The #DNCLeak: where does conspiracy theory start and end?

The #DNCLeak: where does conspiracy theory start and end? July 28, 2016

a leak, from http://www.geograph.org.uk/photo/3212859; © Copyright Bill Nicholls and licensed for reuse under this Creative Commons Licence.

The Russians did it, because they want Trump to be president, because he’s said he won’t necessarily defend NATO countries or other victims of Russian expansionism.

The Russians did it, because they want Trump to be president, and they know he’ll be beholden to them, because Russian investors hold large stakes in his real estate projects.

The Russians did it, but as a warning shot to Hillary that they have lots more dirt they’re capable of releasing; they’re blackmailing her with the threat to release the deleted e-mails from her server, either before or after the election, if she doesn’t cooperate.
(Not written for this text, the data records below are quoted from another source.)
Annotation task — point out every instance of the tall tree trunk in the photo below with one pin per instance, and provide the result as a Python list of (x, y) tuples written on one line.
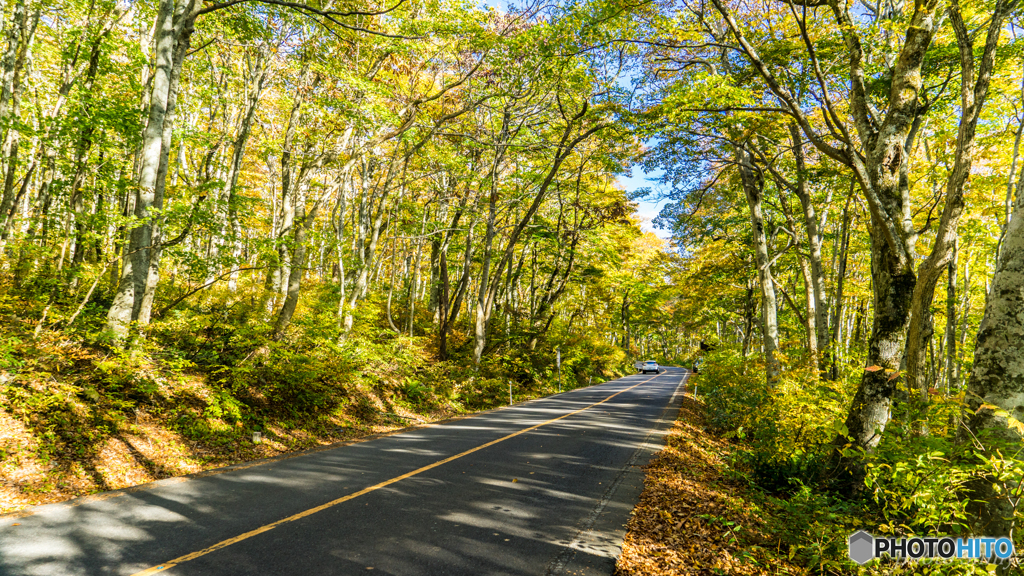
[(184, 27), (814, 248), (995, 388), (135, 270), (952, 372), (753, 188), (974, 91)]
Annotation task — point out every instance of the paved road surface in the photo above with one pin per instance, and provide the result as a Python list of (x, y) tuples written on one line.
[(542, 488)]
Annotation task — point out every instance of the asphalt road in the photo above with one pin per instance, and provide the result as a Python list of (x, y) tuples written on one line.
[(541, 488)]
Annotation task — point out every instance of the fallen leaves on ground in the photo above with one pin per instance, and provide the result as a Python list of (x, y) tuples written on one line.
[(692, 519)]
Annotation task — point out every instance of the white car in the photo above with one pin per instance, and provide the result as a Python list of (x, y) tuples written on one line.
[(648, 366)]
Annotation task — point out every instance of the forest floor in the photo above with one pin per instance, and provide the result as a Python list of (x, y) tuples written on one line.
[(696, 518), (67, 432), (78, 418)]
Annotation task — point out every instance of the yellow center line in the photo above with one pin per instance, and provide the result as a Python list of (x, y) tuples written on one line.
[(310, 511)]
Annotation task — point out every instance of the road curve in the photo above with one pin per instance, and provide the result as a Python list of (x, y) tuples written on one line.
[(540, 488)]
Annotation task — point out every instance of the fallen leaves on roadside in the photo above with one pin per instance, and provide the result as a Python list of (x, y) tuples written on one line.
[(691, 520)]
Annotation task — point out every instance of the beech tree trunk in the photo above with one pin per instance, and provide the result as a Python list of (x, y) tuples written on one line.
[(995, 388), (753, 188), (974, 91)]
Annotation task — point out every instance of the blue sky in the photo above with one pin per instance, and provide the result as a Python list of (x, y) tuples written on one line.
[(646, 209)]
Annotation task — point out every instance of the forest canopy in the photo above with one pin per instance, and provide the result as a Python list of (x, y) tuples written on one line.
[(273, 197)]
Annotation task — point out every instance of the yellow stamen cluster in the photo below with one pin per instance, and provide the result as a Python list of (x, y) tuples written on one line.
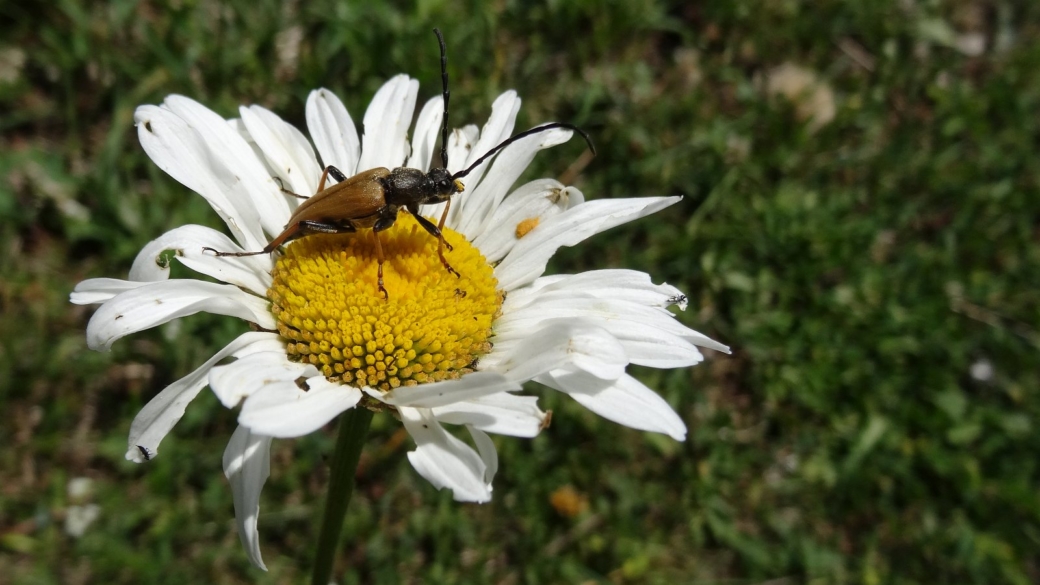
[(433, 327)]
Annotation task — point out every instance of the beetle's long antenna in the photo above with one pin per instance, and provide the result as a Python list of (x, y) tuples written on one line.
[(510, 141), (444, 82)]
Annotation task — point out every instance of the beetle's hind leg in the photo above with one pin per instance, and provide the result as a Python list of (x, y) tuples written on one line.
[(381, 258)]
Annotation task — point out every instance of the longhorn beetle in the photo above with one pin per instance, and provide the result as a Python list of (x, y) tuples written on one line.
[(372, 198)]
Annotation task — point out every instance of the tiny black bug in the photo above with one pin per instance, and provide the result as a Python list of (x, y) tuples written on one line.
[(372, 198)]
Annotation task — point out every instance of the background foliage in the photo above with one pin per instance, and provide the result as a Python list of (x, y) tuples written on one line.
[(861, 224)]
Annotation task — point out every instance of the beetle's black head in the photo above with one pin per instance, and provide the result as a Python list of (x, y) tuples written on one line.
[(444, 185)]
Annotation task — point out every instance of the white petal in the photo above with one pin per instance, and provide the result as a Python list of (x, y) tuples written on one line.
[(538, 200), (427, 131), (285, 410), (247, 464), (510, 163), (95, 290), (650, 336), (527, 259), (386, 124), (449, 391), (619, 284), (182, 152), (625, 401), (285, 148), (249, 179), (461, 144), (160, 302), (502, 413), (333, 131), (488, 453), (557, 344), (239, 379), (499, 126), (252, 273), (442, 459), (152, 424)]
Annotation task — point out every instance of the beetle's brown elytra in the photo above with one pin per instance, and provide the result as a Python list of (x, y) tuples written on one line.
[(371, 199)]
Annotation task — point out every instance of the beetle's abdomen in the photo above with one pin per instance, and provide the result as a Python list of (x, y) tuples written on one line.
[(407, 185)]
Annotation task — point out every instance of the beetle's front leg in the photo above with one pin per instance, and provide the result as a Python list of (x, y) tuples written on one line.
[(388, 215), (436, 232)]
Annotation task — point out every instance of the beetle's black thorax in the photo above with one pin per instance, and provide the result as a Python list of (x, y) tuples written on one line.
[(408, 185)]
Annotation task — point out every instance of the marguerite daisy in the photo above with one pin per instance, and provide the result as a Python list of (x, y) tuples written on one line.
[(441, 349)]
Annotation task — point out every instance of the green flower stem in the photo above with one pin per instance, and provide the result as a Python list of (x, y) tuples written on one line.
[(353, 429)]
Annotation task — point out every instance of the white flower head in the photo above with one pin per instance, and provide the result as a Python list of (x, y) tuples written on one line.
[(440, 350)]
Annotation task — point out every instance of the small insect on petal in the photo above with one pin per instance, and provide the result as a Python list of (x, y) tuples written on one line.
[(524, 227)]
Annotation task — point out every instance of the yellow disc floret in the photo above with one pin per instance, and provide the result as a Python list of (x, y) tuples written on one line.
[(433, 327)]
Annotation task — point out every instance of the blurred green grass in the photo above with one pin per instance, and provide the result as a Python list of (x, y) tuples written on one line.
[(862, 268)]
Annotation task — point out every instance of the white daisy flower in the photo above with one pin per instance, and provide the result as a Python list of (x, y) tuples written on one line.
[(441, 350)]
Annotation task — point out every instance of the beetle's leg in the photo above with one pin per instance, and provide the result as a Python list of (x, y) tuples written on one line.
[(436, 232), (290, 232), (387, 217), (379, 256), (306, 227)]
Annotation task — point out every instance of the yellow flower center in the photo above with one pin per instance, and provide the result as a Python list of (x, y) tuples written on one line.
[(433, 327)]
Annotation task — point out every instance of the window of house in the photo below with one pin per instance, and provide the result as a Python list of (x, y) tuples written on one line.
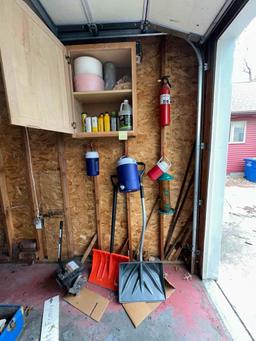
[(237, 132)]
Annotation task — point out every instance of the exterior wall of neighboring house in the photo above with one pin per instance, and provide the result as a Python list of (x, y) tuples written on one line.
[(237, 152)]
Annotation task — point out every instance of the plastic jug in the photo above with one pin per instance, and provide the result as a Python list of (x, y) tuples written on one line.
[(125, 116)]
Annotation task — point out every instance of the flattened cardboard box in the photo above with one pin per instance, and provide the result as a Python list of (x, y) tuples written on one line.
[(89, 303), (138, 311)]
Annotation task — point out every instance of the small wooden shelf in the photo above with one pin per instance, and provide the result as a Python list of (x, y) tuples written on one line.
[(105, 96), (103, 134)]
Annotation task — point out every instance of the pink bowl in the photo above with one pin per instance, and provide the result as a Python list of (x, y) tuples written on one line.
[(88, 82)]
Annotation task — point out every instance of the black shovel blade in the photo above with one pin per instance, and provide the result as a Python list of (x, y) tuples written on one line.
[(141, 282)]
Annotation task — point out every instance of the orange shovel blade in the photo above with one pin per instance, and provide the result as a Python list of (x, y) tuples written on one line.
[(105, 268)]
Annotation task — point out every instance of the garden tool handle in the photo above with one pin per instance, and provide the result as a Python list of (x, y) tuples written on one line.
[(114, 181), (143, 209), (60, 242)]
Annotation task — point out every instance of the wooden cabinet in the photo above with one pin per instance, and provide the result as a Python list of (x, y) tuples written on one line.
[(35, 70), (123, 55), (38, 74)]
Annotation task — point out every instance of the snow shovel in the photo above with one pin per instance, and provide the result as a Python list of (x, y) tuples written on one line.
[(105, 265), (141, 281)]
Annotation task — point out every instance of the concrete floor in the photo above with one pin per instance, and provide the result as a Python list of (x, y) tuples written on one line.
[(186, 315), (237, 276)]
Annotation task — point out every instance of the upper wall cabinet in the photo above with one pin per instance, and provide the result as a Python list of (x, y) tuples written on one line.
[(39, 75), (35, 70), (94, 103)]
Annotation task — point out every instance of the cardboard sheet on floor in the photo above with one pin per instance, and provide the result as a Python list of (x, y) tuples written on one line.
[(138, 311), (89, 303)]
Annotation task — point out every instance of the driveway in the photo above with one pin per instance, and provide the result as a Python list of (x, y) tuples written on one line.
[(237, 276)]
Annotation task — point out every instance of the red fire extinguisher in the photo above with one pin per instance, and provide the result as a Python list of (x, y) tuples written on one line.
[(165, 102)]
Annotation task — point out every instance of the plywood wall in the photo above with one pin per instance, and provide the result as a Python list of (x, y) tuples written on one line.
[(181, 66)]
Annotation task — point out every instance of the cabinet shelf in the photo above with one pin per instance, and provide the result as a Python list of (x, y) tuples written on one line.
[(84, 135), (105, 96)]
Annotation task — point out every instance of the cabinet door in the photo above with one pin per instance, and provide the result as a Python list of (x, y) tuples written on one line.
[(35, 70)]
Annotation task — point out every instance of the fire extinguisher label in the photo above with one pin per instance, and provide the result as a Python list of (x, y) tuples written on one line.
[(165, 99)]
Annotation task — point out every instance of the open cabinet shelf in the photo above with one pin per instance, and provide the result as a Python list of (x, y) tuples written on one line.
[(95, 103), (101, 134), (105, 96)]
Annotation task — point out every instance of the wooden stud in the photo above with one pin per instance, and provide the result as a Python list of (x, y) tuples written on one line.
[(89, 248), (162, 151), (31, 182), (65, 193), (97, 209), (5, 204)]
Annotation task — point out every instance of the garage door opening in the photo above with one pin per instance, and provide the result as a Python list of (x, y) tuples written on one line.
[(230, 220), (239, 212)]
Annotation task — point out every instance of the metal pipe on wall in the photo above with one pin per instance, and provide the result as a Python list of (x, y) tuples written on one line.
[(197, 155)]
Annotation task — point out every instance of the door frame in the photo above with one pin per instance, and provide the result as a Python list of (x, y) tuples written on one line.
[(215, 133)]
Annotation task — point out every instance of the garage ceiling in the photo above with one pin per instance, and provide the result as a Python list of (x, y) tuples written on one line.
[(188, 16)]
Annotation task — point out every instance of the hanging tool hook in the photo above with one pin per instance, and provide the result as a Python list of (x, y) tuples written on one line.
[(165, 80)]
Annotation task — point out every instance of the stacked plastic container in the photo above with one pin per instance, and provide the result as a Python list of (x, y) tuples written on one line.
[(88, 75)]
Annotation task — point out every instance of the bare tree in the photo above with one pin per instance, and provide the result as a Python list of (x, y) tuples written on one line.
[(247, 69)]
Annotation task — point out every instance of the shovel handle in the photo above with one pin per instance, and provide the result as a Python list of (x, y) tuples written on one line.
[(114, 181)]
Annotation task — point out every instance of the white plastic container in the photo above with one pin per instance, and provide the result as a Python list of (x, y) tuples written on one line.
[(88, 65)]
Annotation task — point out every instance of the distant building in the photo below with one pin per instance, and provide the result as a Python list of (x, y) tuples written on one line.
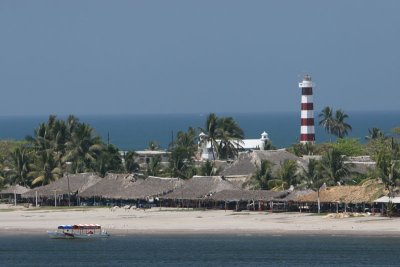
[(245, 145)]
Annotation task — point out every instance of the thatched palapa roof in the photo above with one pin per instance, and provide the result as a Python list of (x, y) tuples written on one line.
[(125, 186), (112, 186), (247, 162), (18, 189), (200, 187), (247, 195), (346, 194), (77, 183)]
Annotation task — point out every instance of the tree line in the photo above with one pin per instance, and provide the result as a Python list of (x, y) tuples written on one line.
[(59, 146)]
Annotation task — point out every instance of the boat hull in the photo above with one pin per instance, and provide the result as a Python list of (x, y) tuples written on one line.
[(63, 235)]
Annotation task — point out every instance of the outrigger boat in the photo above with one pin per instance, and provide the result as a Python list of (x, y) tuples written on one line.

The Russians didn’t do it, that is, not the Russian government; it was either a lone Russian hacker or another entity entirely, putting cyrillic metadata onto the files to make it appear the fault of the Russkies.

Whatever the true story is, this is what’s odd:

if this was calculated to hand the victory to Donald Trump, it’s odd timing.  It’s called an October Surprise for a reason — the leak just before the convention will, in the end, turn out to have relatively little impact.  It’s already gotten buried, and few people are interested outside a narrow group of bloggers/tweeters, and the Dems and the media have already changed the narrative to an old-fashioned Soviet espionage story.

Maybe this is all the leaker has.  Maybe it came not from hacking into the system, but from a mole at the DNC.  Everyone on the Right is pretty much convinced that the major state espionage services had hacked into Clinton’s private e-mail server long ago, so the “mole at the DNC” theory suggests that there is nothing more to be released because this particular leaker isn’t affiliated with those groups.

On the other hand, if there is more to come, then perhaps this was a test, aiming at figuring out the media response to ensure better effectiveness of the next round.

As to the “who”, I don’t think it’s entirely obvious that Putin would want Trump president; after all, he is a loose cannon, and Clinton a known quantity, who hasn’t exactly been hampering Putin’s ambitions, what with the “reset” and all.  And the U.S. under Obama has more or less ceded Syria to the Russians.  Seems to me that Putin wins either way.  And if he did, isn’t he more calculating than to orchestrate an e-mail release that would rebound on him?

On the other hand, given that the general flavor of the e-mails is, “Sanders supporters were robbed,” couldn’t there have been multiple other potential leakers, angry at the outcome of the primary?

And yet —

you see that I haven’t linked to anything.

I hate conspiracy theories, speculations that there are secret plots, more than meets the eye.  So often they’re the refuge of people who can’t handle the actual facts in front of their noses — at an extreme, preposterous theories like “9/11 was an inside job” or “Sandy Hook was a false flag operation.”

We’ve had so many leaks — from genuinely government information such as the massive Ed Snowden release to the diplomatic cables to the Panama Papers, to the Sony leak, and latter were not government leaks at all.  Imagine that Clinton’s name was found in the Pentagon Papers, as involved in unsavory offshore dealings for the Clinton family money.  Would releasing this information constitute “interference” in the election?  What about garden-variety opposition research?  Or is our only complaint that we think it was foreigners rather than Americans?

Will this leak actually change the course of the election?  Doubtful — have you yet heard of anyone saying, “I was going to vote for Hillary but I changed my mind because Democratic political operatives cynically helped Clinton while claiming to be neutral, and called Hispanics brand-loyal taco bowls”?

Anyway, what do you think?

UPDATE:

So I published this post this morning that I’d drafted last night, and then sat down to read the morning paper, and found a commentary piece, out of the Washington Post, on this topic, which lists the long series of Wikileaks leaks:

  • a 2010 release of 76,000 intelligence documents, including those identifying 100 Afghan informants,
  • a 2011 release of classified documents called the Gitmo Files,
  • a subsequent 2011 release of a quarter-million plus diplomatic cables,
  • a 2014 release of CIA documents on maintaining cover,
  • a 2015 release documenting US spying on allies,
  • 2016 releases on EU military operations intercepting refugee smuggling boats and more NSA spying,

to make the argument that “Democrats have no one to blame but themselves for this debacle” because the administration sat on its collective thumbs after each of these releases, making no effort to end the releases either by pursuing Assange and his crew or disrupting the Wikileaks servers themselves.  The author, Marc Theissen, concludes,

Apparently, exposing intelligence sources and methods has not mattered enough for the Obama administration to do something about WikiLeaks. Maybe saving Hillary Clinton from further embarrassment, or worse, will finally spur them to action.

I don’t know.  But this reminder of the massive amount of documents Wikileaks has publicized, much of it placing actual national security at risk, puts the DNC leak in perspective.